Nothing contained in this Agreement shall prevent the Company after a Change in
Control from agreeing to pay the Executive compensation or benefits in excess of
those provided in this Agreement.
7. NON-EXCLUSIVITY OF RIGHTS. Nothing in this Agreement
shall prevent or limit the Executive's continuing or future participation in any
benefit, bonus, incentive or other plans, programs, policies or practices
provided by the Company or any of its subsidiaries and for which the Executive
may qualify, nor shall anything herein limit or otherwise affect such rights as
the Executive may have under any stock option or other agreements with the
Company or any of its subsidiaries. Any amounts that are Vested Benefits or that
the Executive is otherwise entitled to receive under any plan, policy, practice
or program of the Company at or subsequent to the Date of Termination shall be
payable in accordance with such plan, policy, practice or program, and nothing
contained in this Agreement shall serve or be construed to divest the Executive
of any such benefits.
8. NO MITIGATION. The Executive shall not be required to
mitigate the amount of any payment or benefit provided for in this Agreement by
seeking other employment or otherwise. Income earned by the Executive following
the Date of Termination shall have no effect whatsoever on the Company's
obligations and the Executive's rights hereunder, and shall not give rise to any
set-off or recoupment by the Company.
7
<PAGE>
9. CERTAIN REGULATORY CONSIDERATIONS.
(a) If the Executive is suspended and/or
temporarily prohibited from participating in the conduct of BankUnited, FSB's
affairs by a notice served under Sections 8(e)(3) or (g)(1) of the Federal
Deposit Insurance Act (12 U.S.C. 1818 (e)(3) or (g)(1)), (the "Act"), the
Company's obligations under this Agreement shall be suspended as of the date of
service, unless stayed by appropriate proceedings. If the charges in such notice
are dismissed, the Company shall pay to the Executive all of the compensation
withheld while the obligations under this Agreement were suspended and shall
reinstate its obligations hereunder.
(b) If the Executive is removed and/or
permanently prohibited from participating in the conduct of BankUnited, FSB's
affairs by an order issued under Sections 8(e)(4) or (g)(1) of the Act (12
U.S.C. 1818 (e)(4) or (g)(1)), all obligations of the Company shall terminate as
of the effective date of the order, but vested rights of the parties hereto
shall not be affected.
(c) If BankUnited, FSB is in default (as defined
in Section 3(x)(1) of the Act), all obligations under this Agreement shall
terminate as of the date of default, but this subsection shall not affect any
vested rights of the parties hereto.
(d) All obligations under this Agreement shall
be terminated, except to the extent determined that continuation of this
Agreement is necessary for the continued operation of BankUnited, FSB, (i) by
the Director of the Office of Thrift Supervision or his/her designee (the
"Director"), at the time the Federal Deposit Insurance Corporation ("FDIC") or
the Resolution Trust Corporation (the "RTC") enters into an agreement to provide
assistance to or on behalf of BankUnited, FSB under the authority contained in
Section 13(c) of the Act; or (ii) by the Director, at the time the Director
approves a supervisory merger to resolve problems related to operation of
BankUnited, FSB or when BankUnited, FSB is determined by the Director to be in
an unsafe or unsound condition.

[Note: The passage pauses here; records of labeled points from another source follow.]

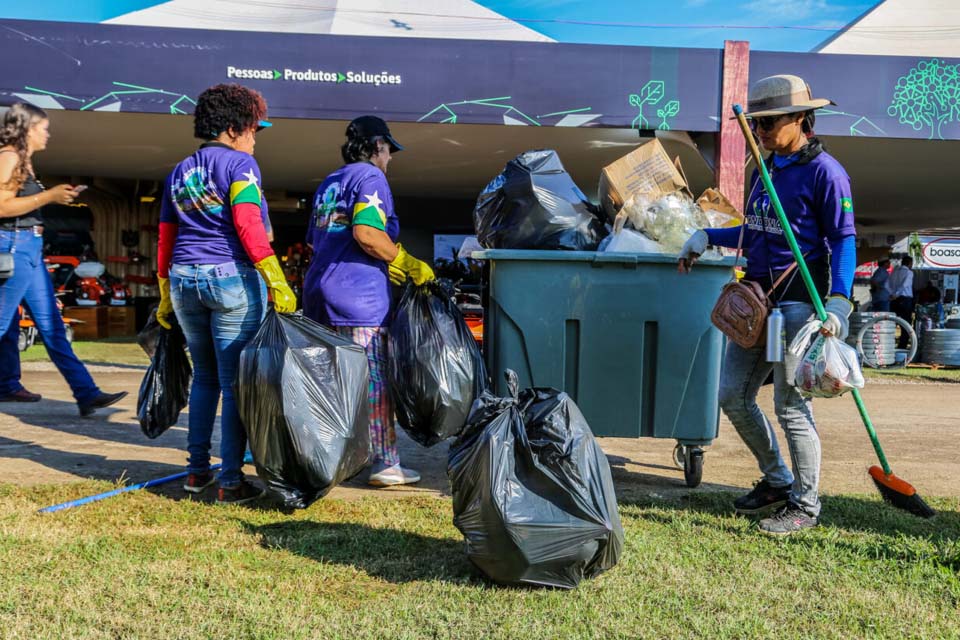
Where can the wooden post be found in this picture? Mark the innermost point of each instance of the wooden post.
(731, 150)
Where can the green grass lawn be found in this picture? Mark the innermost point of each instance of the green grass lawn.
(916, 374)
(109, 351)
(147, 566)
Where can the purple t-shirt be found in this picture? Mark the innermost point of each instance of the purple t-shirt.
(345, 286)
(818, 202)
(198, 196)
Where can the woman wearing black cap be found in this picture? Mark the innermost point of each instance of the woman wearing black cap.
(353, 232)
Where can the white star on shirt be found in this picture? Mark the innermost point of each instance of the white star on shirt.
(374, 200)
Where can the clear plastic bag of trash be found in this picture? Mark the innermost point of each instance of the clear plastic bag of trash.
(436, 371)
(669, 220)
(534, 204)
(302, 394)
(165, 388)
(626, 240)
(532, 491)
(828, 367)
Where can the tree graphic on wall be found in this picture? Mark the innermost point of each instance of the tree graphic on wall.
(928, 97)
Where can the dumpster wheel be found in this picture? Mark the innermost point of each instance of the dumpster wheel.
(679, 456)
(693, 466)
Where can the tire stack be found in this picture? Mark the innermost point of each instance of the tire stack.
(942, 346)
(879, 341)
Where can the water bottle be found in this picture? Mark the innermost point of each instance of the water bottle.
(775, 336)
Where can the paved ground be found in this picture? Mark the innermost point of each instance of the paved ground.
(47, 443)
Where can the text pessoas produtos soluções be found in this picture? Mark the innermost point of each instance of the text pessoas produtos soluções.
(315, 75)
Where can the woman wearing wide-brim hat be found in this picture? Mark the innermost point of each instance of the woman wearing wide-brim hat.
(815, 192)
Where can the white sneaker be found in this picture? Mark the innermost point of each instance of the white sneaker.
(391, 476)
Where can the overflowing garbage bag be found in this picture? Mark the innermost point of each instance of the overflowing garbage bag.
(165, 388)
(829, 367)
(436, 370)
(302, 393)
(534, 204)
(532, 491)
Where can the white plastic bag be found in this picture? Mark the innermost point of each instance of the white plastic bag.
(829, 367)
(626, 240)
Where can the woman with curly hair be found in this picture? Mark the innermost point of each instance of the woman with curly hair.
(213, 243)
(25, 131)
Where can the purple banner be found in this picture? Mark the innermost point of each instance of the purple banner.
(161, 70)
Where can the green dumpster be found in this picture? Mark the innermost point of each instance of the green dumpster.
(626, 335)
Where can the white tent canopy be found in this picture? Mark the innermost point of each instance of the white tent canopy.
(923, 28)
(461, 19)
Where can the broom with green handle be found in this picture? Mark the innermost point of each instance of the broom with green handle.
(894, 490)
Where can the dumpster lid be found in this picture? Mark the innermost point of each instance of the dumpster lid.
(594, 256)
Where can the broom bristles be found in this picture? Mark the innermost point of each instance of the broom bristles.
(900, 493)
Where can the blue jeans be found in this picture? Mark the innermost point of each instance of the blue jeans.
(10, 358)
(31, 284)
(744, 371)
(219, 315)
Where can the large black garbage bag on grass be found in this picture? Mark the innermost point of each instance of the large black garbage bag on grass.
(532, 491)
(302, 393)
(436, 371)
(534, 204)
(165, 389)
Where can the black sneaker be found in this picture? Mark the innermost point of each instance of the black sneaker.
(789, 519)
(102, 400)
(762, 498)
(197, 482)
(240, 494)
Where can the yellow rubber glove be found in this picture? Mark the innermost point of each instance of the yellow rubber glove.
(405, 265)
(165, 310)
(284, 300)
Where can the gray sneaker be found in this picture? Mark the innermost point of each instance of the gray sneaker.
(392, 476)
(789, 519)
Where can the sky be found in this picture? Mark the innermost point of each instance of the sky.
(810, 21)
(779, 25)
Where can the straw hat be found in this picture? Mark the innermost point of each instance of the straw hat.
(781, 94)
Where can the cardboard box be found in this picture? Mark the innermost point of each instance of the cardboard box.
(647, 170)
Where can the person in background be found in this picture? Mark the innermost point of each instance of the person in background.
(214, 266)
(879, 294)
(816, 195)
(900, 287)
(25, 130)
(930, 294)
(353, 233)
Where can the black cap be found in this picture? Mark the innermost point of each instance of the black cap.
(372, 126)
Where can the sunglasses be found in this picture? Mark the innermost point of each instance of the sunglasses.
(765, 122)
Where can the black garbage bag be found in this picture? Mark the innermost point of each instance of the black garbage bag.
(165, 389)
(150, 334)
(302, 393)
(436, 370)
(532, 491)
(534, 204)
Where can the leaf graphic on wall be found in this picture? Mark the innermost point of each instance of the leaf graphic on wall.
(652, 92)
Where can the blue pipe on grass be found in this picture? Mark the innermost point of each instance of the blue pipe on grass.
(109, 494)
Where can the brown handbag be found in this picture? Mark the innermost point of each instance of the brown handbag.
(742, 308)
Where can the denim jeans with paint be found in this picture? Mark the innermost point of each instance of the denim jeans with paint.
(220, 308)
(32, 285)
(744, 372)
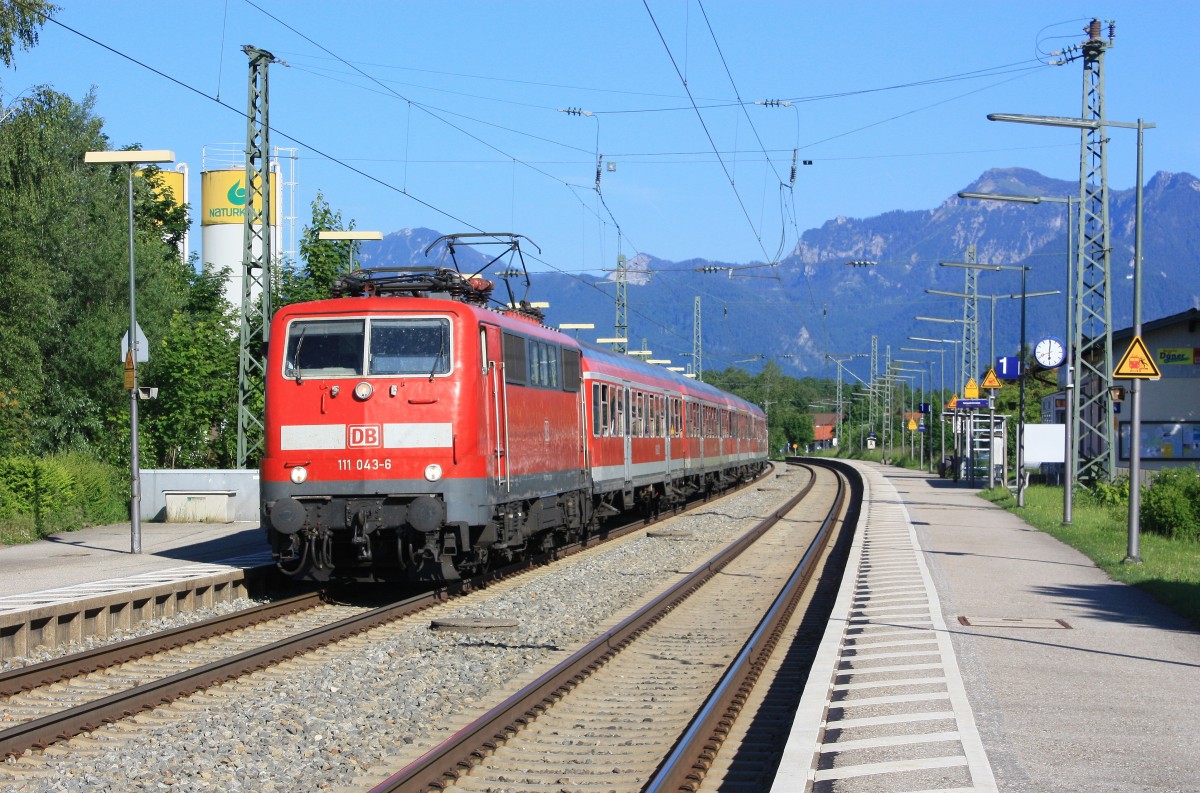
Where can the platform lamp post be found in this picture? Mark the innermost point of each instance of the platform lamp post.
(941, 382)
(131, 158)
(941, 370)
(1092, 125)
(922, 372)
(1069, 452)
(352, 236)
(1020, 373)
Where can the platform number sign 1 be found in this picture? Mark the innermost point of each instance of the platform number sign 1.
(1008, 367)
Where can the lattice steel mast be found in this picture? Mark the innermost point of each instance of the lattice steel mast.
(622, 325)
(256, 263)
(1093, 306)
(970, 353)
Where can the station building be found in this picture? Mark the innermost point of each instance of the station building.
(1170, 407)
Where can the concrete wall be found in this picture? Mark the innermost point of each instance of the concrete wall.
(243, 482)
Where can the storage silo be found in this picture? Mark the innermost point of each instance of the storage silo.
(222, 223)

Any rights of the parties hereto that have
already vested, however, shall not be affected by such action.
10. WITHHOLDING. The Company may withhold from any
amounts payable under this Agreement such federal, state or local taxes as shall
be required to be withheld pursuant to any applicable law or regulations.
11. SUCCESSORS; BINDING AGREEMENT.
(a) This Agreement is personal to the Executive
and, without the prior written consent of the Company, shall not be assignable
by the Executive otherwise than by will or the laws of descent and distribution.
This Agreement shall inure to the benefit of and be enforceable by the Executive
and the Executive's legal representatives.
(b) BankUnited and BankUnited, FSB shall be
jointly and severally obligated under this Agreement; provided, however, that to
the extent any payments provided for hereunder are obligations of BankUnited
only, BankUnited, FSB shall not be deemed to be a guarantor of such payments or
otherwise liable therefor.
8
<PAGE>
(c) This Agreement shall inure to the benefit of
and be binding upon and enforceable by the Company and its successors and
assigns.
(d) The Company will require any successor
(whether direct or indirect, by purchase, merger, consolidation or otherwise) to
all or substantially all of the business and/or assets of the Company to assume
expressly and agree to perform this Agreement in the same manner and to the same
extent as the Company would be required to perform if no such succession had
taken place. As used in this Agreement, "Company" shall mean the Company as
hereinbefore defined and any successor to its business and/or assets as
aforesaid that assumes and agrees to perform this Agreement by operation of law
or otherwise.
12. SURVIVAL. The obligations of the parties hereto
pursuant to Sections 5(c), 6 and 17 hereof shall survive any termination of this
Agreement.
13. GOVERNING LAW. The provisions of this Agreement shall be
construed in accordance with the laws of the State of Florida.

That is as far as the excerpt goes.